In his opening report, North reviewed the nature and scale of the crisis. He argued forcefully that there would be no “rebound.” “This crisis,” he explained, “is the form in which a massive restructuring of the global economy, and the social and class relations upon which it is based, is taking place.”
North placed the crisis within the framework of the social and economic development of the past 30 years, and he examined the history of class struggle in America. He argued that a new period of class struggle was emerging in the United States and internationally, and that what was most critical was to establish the political foundations for the development of a mass socialist movement—the purpose of the conferences.
In his report, Beams examined the origins of the current crisis and the contradictions of world capitalism, paying particular attention to the relationship between the US and China. Beams stressed the rapidity and international scope of the current crisis, demonstrating the severity by comparison to the Great Depression.
All the explanations from bourgeois economists are ahistorical, Beams argued, because they attribute the crisis to various external or superficial failings, rather than explaining it as an outcome inherent within the capitalist system itself.
A central theme throughout the conference and the resolution was the importance of internationalism. Greetings sent to the conference from SEP sections in Sri Lanka, Germany, and Britain stressed the need for workers of all countries to unite on the basis of their common class interests.
Chris Marsden, national secretary of the SEP in Britain, said that the conferences were being “followed by politically conscious workers and intellectuals the world over.” He wished the conferences success in establishing “the only ‘special relationship’ that matters—the international unity of the working class in the struggle for socialism.”

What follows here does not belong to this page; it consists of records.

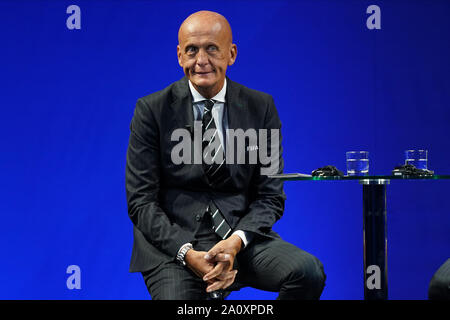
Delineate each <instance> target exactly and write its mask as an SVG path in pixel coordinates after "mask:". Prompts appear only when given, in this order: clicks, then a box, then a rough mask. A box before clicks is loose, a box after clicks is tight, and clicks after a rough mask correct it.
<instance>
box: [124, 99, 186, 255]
mask: <svg viewBox="0 0 450 320" xmlns="http://www.w3.org/2000/svg"><path fill="white" fill-rule="evenodd" d="M130 131H131V132H130V138H129V144H128V150H127V159H126V170H125V185H126V196H127V204H128V215H129V217H130V219H131V221H132V222H133V224H134V226H135V227H136V228H137V229H138V230H139V231H141V232H142V234H143V235H144V237H145V238H146V239H147V241H148V242H150V243H151V244H153V245H154V246H155V247H157V248H158V249H159V250H160V251H162V252H164V253H166V254H168V255H170V256H173V257H174V258H175V257H176V255H177V252H178V250H179V249H180V247H181V246H182V245H183V244H185V243H188V242H191V241H193V236H192V235H191V234H190V233H189V232H187V231H185V230H184V229H182V228H181V227H180V226H179V225H177V224H174V223H172V222H171V221H170V219H169V217H168V216H167V215H166V213H165V212H164V211H163V210H162V209H161V207H160V205H159V190H160V169H161V162H160V154H161V153H160V140H159V139H160V137H159V127H158V123H157V121H156V120H155V116H154V114H153V112H152V110H151V109H150V108H149V106H148V105H147V104H146V102H145V101H144V100H143V99H139V100H138V101H137V103H136V108H135V111H134V116H133V119H132V120H131V124H130Z"/></svg>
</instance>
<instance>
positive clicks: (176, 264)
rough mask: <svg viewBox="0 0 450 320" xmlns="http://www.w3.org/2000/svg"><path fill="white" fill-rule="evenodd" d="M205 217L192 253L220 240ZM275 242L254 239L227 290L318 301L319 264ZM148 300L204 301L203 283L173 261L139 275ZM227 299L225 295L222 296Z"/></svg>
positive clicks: (321, 286)
mask: <svg viewBox="0 0 450 320" xmlns="http://www.w3.org/2000/svg"><path fill="white" fill-rule="evenodd" d="M211 226H212V222H211V221H210V217H208V215H204V220H203V222H202V223H201V224H200V227H199V229H198V230H197V233H196V242H195V245H194V249H195V250H199V251H208V250H209V249H210V248H212V247H213V246H214V245H215V244H216V243H217V242H218V241H220V239H219V237H218V236H217V235H216V234H215V233H214V232H213V231H212V229H211ZM272 234H273V235H274V236H276V238H274V239H273V238H268V237H260V236H257V235H255V237H254V238H253V240H252V241H251V242H250V243H249V244H248V245H247V247H245V248H244V249H242V250H241V251H240V252H239V253H238V254H237V256H236V258H235V265H234V269H237V270H238V273H237V275H236V279H235V282H234V283H233V284H232V285H231V286H230V287H229V288H227V289H226V291H228V294H229V292H230V291H233V290H239V289H241V288H243V287H247V286H250V287H253V288H256V289H260V290H265V291H272V292H278V293H279V295H278V299H286V300H288V299H289V300H292V299H308V300H311V299H319V298H320V295H321V294H322V291H323V288H324V286H325V278H326V276H325V273H324V270H323V266H322V263H321V262H320V261H319V259H317V258H316V257H314V256H313V255H311V254H309V253H308V252H306V251H304V250H302V249H300V248H298V247H296V246H294V245H293V244H290V243H288V242H286V241H284V240H282V239H281V238H280V237H279V236H278V235H277V234H276V233H275V232H272ZM142 275H143V277H144V281H145V283H146V286H147V289H148V291H149V293H150V296H151V298H152V299H154V300H206V299H208V297H209V294H208V293H207V292H206V283H205V282H204V281H203V280H202V279H201V278H199V277H197V276H196V275H195V274H194V273H193V272H192V271H191V270H190V269H189V268H187V267H184V266H181V265H180V264H178V263H177V262H175V261H169V262H166V263H163V264H162V265H160V266H159V267H158V268H156V269H155V270H151V271H148V272H143V273H142ZM225 295H227V292H225Z"/></svg>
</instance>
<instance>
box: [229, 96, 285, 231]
mask: <svg viewBox="0 0 450 320" xmlns="http://www.w3.org/2000/svg"><path fill="white" fill-rule="evenodd" d="M264 128H265V129H267V150H268V151H267V154H268V155H270V156H269V158H270V159H271V162H272V165H275V167H273V166H272V167H271V169H270V170H268V167H270V163H269V164H268V165H262V164H261V160H260V161H259V164H258V166H257V168H256V170H255V172H254V175H253V177H252V180H251V184H250V190H249V191H250V194H251V195H252V197H251V198H252V201H251V202H250V205H249V208H248V211H247V213H246V214H245V215H244V216H243V217H242V218H241V219H240V220H239V222H238V224H237V226H236V228H235V229H236V230H244V231H250V232H255V233H258V234H261V235H266V234H267V233H269V232H270V230H271V229H272V226H273V224H274V223H275V222H276V221H277V220H278V219H280V218H281V216H282V215H283V211H284V202H285V200H286V195H285V193H284V191H283V181H281V180H280V179H273V178H269V177H268V176H267V173H268V172H269V171H270V174H275V173H282V172H283V165H284V163H283V157H282V151H283V149H282V146H281V140H282V138H281V121H280V118H279V116H278V113H277V110H276V108H275V103H274V101H273V98H272V97H270V101H269V103H268V107H267V111H266V116H265V120H264ZM271 129H275V130H277V131H278V139H277V141H273V142H272V141H271ZM261 143H264V141H261V140H260V142H259V145H260V146H259V147H260V148H261ZM275 148H277V149H278V154H276V152H273V151H275ZM264 169H266V170H264Z"/></svg>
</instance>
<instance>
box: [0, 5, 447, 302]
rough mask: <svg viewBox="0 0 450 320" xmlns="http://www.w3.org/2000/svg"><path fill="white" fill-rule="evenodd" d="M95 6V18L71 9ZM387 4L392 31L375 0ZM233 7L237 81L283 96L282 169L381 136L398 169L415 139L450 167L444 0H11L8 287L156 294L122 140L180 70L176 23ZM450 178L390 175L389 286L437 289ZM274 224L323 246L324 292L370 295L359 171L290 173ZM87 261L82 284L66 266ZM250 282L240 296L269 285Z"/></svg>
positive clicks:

The remainder of the meeting was devoted to questions and contributions. These included questions about the long-term viability of the US dollar, the nature of American trade unions, “underconsumptionist” theories of the economic crisis, how to bring to justice those in the US government who ordered torture on “terror” suspects, and the role of the Red Scare in purging class conscious workers from the unions after World War Two.